Depositional architectures and evolutional processes of channel systems in lacustrine rift basins: The Eocene Shahejie Formation, Zhanhua depression, Bohai Bay Basin

Abstract

Channels are considered effective conduits that deliver terrigenous sediments into related depositional basins, and they are the targets of petroleum exploration and production. Three-dimensional (3D) seismic data, well data, and attribute maps were used to study five types of channels observed in the Shahejie Formation of the Zhanhua Depression, namely erosional channels, confined channels, semi-confined channels, distributary channels, and transitional channels. The channels originated from hyperpycnal flows related to bed load, suspended load, and lofting processes from proximal to distal regions, which were primarily accumulated on medium and low terrains. The hyperpycnal channel systems were primarily identified as three stages with morphological changes in the Es3l and Es3m intervals on a seismic section. Stage 1 was developed during the late period of the Es3l interval, and stages 2 and 3 were developed during the early and middle periods, respectively, of the Es3m interval.
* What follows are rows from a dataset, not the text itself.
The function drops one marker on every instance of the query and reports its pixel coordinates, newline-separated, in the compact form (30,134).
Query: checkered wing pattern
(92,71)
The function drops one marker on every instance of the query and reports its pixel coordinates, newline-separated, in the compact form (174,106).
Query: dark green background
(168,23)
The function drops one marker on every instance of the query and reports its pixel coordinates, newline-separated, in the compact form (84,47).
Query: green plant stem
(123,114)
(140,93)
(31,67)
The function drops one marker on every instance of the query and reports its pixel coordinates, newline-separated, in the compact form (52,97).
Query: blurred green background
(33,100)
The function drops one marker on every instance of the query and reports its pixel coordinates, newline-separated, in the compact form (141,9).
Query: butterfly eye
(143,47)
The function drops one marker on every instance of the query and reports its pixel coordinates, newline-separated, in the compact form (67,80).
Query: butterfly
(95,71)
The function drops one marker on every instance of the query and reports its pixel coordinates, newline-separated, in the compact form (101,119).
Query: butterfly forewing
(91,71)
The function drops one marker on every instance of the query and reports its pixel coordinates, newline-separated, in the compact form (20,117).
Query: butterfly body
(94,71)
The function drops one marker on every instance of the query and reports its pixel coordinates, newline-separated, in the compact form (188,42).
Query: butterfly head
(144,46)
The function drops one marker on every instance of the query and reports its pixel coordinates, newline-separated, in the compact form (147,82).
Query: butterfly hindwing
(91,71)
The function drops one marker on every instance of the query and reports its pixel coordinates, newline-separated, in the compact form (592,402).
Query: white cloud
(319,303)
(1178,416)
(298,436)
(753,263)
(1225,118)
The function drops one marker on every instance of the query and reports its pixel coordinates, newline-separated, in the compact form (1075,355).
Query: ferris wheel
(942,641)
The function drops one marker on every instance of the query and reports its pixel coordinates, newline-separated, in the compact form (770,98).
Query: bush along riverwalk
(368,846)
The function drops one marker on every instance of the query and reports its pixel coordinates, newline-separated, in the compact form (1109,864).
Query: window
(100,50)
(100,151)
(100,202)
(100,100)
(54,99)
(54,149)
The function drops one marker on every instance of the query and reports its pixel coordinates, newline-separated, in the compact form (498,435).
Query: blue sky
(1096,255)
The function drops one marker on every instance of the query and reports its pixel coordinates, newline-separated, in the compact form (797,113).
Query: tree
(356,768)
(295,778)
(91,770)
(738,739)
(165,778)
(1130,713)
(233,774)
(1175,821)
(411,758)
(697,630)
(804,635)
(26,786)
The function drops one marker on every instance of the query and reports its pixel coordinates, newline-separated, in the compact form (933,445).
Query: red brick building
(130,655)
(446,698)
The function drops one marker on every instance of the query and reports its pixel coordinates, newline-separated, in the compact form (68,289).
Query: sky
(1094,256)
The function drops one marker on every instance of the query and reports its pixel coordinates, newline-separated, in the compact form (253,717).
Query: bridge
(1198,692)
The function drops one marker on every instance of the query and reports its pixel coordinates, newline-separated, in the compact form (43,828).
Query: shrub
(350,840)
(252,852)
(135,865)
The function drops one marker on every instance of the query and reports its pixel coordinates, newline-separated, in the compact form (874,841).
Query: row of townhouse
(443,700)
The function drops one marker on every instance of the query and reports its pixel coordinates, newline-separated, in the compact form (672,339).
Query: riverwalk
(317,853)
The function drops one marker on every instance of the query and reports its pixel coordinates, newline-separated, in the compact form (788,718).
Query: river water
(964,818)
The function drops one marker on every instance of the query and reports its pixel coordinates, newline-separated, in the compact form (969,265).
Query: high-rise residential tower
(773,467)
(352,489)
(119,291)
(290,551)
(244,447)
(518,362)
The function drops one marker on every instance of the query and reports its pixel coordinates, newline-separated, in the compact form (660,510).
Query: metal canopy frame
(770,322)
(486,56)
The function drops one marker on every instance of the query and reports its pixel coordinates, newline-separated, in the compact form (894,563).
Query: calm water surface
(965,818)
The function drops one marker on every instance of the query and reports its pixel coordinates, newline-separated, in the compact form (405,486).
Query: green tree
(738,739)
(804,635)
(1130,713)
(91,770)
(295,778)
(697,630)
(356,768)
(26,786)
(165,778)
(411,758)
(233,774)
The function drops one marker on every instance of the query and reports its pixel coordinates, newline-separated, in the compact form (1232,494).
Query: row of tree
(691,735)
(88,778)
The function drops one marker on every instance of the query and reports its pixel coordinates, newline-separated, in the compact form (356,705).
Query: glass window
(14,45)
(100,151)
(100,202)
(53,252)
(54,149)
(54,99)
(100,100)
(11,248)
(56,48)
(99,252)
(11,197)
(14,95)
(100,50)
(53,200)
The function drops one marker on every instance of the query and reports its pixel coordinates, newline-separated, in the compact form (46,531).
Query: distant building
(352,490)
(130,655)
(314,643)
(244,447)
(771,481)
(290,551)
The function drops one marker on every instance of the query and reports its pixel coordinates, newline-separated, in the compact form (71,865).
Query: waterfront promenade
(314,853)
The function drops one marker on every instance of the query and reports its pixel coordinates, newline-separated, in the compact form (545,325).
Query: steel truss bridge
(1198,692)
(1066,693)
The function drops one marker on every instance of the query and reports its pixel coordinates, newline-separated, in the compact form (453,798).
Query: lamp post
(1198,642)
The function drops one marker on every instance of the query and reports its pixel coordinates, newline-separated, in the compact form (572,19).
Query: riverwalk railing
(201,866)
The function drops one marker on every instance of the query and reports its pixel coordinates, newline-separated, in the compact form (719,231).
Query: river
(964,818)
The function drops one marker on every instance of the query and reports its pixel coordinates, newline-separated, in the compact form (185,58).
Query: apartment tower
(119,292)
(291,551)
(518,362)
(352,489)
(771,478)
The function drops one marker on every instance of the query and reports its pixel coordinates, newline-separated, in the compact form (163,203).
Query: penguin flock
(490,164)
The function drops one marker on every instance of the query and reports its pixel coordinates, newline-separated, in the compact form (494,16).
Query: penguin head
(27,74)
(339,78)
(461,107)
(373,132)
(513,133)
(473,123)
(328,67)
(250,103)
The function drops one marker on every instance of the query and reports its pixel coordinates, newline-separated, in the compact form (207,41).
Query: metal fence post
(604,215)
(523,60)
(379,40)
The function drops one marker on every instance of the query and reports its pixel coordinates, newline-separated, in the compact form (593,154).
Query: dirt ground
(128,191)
Stage 1 is the initial/young stage formed during a phase of low accommodation. Channels of stage 1 are predominantly entrenched with moderately aggregated width and thick channelized splays. Stage 2 is the transitional stage formed during a phase of increasing accommodation. Channels of stage 2 are predominantly meandering with narrowly aggregated width and dispersed frontal splays. Stage 3 is a waned stage, formed during the events of increasing lake levels without comparable increase in sediment flux. This stage involves slight incisions, broad U-shaped morphology channels, and the prevalence of overbank sediments. The depositional architectures, processes, and the development of hyperpycnal channel systems correspond with the lake level and climate conditions of the proposed stages and were controlled by tectonic activity and source supply. Understanding the distribution and development of lacustrine hyperpycnal channels is important to improve and enrich theories of lacustrine sediment gravity flow.